Jesus seems to have been wise about this. When the Pharisees and the scribes began to grumble about how he ate with tax collectors and sinners, Jesus tells them a story. It's a story about a single parent family, a father and two sons. It's one of Jesus' best-known stories. It's full of psychological insight and theological depth. It can still get lots of us going, particularly the eldest children among us.

Murray Bowen
Murray Bowen

It begins by being a story about the younger son deciding that he can't wait to get his inheritance. "Why not ask for it now?" he thinks, and does and gets it but spends it all and ends up working at a pig farm. While there, Jesus tells us that he came to himself. He had one of those moments where his mind was cleared. He knew what to do: go home, say you're sorry and get a job on Dad's ranch. So he rehearses his speech and heads home.

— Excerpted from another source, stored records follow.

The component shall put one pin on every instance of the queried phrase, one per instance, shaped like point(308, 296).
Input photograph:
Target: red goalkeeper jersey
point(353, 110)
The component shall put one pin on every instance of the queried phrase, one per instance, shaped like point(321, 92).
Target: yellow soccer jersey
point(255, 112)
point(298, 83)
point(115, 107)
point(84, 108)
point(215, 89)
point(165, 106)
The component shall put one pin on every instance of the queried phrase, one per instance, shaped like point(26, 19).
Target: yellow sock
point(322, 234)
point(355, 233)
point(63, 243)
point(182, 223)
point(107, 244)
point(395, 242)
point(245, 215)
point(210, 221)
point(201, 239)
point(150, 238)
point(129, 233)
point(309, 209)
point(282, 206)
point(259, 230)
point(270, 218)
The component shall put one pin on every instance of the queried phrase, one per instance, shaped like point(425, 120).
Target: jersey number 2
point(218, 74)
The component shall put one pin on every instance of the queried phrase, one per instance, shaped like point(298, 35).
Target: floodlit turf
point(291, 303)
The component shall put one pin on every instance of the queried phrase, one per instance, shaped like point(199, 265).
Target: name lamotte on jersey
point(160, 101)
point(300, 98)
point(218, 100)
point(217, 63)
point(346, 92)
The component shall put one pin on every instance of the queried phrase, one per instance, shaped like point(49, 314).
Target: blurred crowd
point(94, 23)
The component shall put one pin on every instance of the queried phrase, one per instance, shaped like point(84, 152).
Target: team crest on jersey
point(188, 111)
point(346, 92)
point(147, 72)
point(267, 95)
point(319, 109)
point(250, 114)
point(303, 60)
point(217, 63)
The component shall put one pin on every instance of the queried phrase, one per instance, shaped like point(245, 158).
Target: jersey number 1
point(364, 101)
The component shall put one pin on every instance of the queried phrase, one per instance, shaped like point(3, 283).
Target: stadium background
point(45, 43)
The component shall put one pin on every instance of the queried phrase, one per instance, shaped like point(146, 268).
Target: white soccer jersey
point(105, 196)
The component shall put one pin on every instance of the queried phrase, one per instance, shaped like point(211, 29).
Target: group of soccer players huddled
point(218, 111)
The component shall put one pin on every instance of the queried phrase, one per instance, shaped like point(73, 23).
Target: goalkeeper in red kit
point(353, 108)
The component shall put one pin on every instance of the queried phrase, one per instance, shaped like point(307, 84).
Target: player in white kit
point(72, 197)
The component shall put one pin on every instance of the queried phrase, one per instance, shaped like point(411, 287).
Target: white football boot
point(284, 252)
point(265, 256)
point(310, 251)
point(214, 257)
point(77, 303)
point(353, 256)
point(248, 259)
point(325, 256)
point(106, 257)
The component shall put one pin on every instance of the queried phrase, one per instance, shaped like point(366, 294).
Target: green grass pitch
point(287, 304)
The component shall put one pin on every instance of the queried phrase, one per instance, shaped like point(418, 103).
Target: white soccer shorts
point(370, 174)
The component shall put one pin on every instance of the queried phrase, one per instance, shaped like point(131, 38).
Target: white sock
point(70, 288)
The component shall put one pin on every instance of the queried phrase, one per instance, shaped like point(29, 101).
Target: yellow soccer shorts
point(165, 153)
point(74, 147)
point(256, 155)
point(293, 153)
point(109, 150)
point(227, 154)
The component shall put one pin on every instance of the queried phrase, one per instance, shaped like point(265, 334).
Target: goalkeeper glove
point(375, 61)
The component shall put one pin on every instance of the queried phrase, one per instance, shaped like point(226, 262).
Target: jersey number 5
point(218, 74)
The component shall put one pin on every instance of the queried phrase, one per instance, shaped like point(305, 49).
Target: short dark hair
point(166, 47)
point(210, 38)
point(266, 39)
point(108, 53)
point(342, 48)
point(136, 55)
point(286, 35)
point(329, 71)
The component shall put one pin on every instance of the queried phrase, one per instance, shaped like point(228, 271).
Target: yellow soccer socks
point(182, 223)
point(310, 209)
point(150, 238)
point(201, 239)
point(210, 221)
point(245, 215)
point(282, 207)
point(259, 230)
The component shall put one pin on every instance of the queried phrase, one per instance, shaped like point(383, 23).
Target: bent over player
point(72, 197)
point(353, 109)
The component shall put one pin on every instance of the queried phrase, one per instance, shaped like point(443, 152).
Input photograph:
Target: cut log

Then Jesus shifts and it becomes a story about the father. The father does not act like a patriarch should. He does not act like a fellow who has been dishonored. The father does not ask for an accounting of how the son spent half his fortune. The father is prodigal - extravagant in his affection. This is not a story about human fathers. Nor is it a story about patriarchs. It is a story about God. With this story, Jesus has shown us the face of God. This is our homecoming, not to our family of origin, but to our true identity as children of the Divine.

There is another take on this scene and that's the eldest's response. And it's predictable; it's real and very much alive in the world today. It's resentment. It's anger. It's the scribes and Pharisees. It's in all of us. "¼ when this son of yours comes back, who has devoured your property with prostitutes, you throw him a party." The father reconnects with his eldest, while not apologizing for the way he dealt with the youngest. Whether elder, or younger, or middle, or only, the message is the same. We're always, always welcomed home. Sure there may be some among us who will roll their eyes when they see you coming back, but God loves them too and they are always with God.

So maybe the reason I don't ask for directions when I'm lost is not because I'm male, but because I'm Catholic and at some deep level I believe that when I'm searching for the way, God comes to meet me.